Enes (r.a), Nebiyy-i Ekrem (s.a.v) Efendimiz’in şöyle buyurduklarını nakleder:
“Üzerinize, başı kuru (kara) üzüm tânesi gibi olan Habeşli bir köle bile idareci tayin edilse, onu dinleyiniz ve itaat ediniz!” (Buhârî, Ezân, 54)
Şerh:
Kölenin, veled-i zinanın, bedevinin imametleri cumhura göre sahihtir. Hanefîler ise, köleyle veled-i zinanın imamlıklarını mekruh görürler. Çünkü bunlar insanlar tarafından hafife alınırlar.

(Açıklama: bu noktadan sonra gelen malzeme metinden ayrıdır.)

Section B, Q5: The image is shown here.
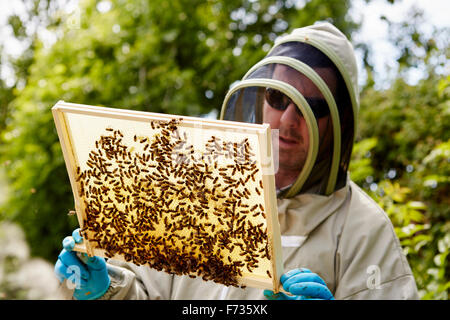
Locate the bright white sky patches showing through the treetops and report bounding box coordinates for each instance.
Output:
[0,0,450,85]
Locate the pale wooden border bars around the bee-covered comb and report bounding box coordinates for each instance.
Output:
[52,101,283,293]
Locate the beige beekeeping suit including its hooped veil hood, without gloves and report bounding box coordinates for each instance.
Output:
[98,23,418,299]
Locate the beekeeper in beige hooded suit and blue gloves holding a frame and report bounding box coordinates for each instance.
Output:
[55,23,418,300]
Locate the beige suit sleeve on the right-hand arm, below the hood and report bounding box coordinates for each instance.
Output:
[335,188,419,300]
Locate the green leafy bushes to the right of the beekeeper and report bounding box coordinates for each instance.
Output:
[350,59,450,299]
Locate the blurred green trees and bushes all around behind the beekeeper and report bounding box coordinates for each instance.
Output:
[0,0,450,299]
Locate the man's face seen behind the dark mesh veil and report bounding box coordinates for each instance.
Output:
[263,65,336,188]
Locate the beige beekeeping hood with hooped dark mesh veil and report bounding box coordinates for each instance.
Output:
[220,23,359,198]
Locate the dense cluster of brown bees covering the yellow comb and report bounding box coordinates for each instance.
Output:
[76,119,271,287]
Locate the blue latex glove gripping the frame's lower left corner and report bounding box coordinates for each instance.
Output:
[55,229,110,300]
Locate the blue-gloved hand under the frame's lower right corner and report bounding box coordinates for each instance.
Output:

Lâkin bunlardan biri imamete geçtiğinde arkasında namaz kılınabileceğini ifade ederler.
İbn-i Ömer (r.a) şöyle demiştir:
“İlk Muhacirler, Rasûlullah (s.a.v) Efendimiz’in gelişlerinden önceKuba’daki Usbe isimli yere geldiklerinde, onlara Ebû Huzeyfe’nin âzatlısı Sâlim imamlık yapıyordu. Çünkü Kur’ân’ı en çok bilenleri o idi.” (Buhârî, Ezân, 54)
Köle, sebepsiz yere, herhangi bir zaruret olmadan cemaatle namaz kılmak için camiye gitmekten men edilemez. Zira Allah’ın hakkı, efendinin hakkından önde tutulmalıdır. Günümüzdeki işçi, memur ve hizmetçiler de aynı şekilde camiye gitmekten engellenmemelidir.
Bu hadîsin namaz ile münasebeti şu yöndendir: Kendisine vazife verilmiş olan vali, kumandan gibi kişilerin namazlarda imam olmaları Sünnet-i Seniyye gereğidir. Kölenin idarecilik ve valiliği sahih olunca, arkasında namaz kılmak da sahih olmalıdır.
Ebû Yûsuf ile İmâm Muhammed’e göre Mushaf’tan okuyarak namaz kılmak caizdir. Çünkü Mushaf’a bakmak da ibadettir. Yalnız hrıstiyanlara benzeme sebebiyle bunu kerahetle câiz görürler.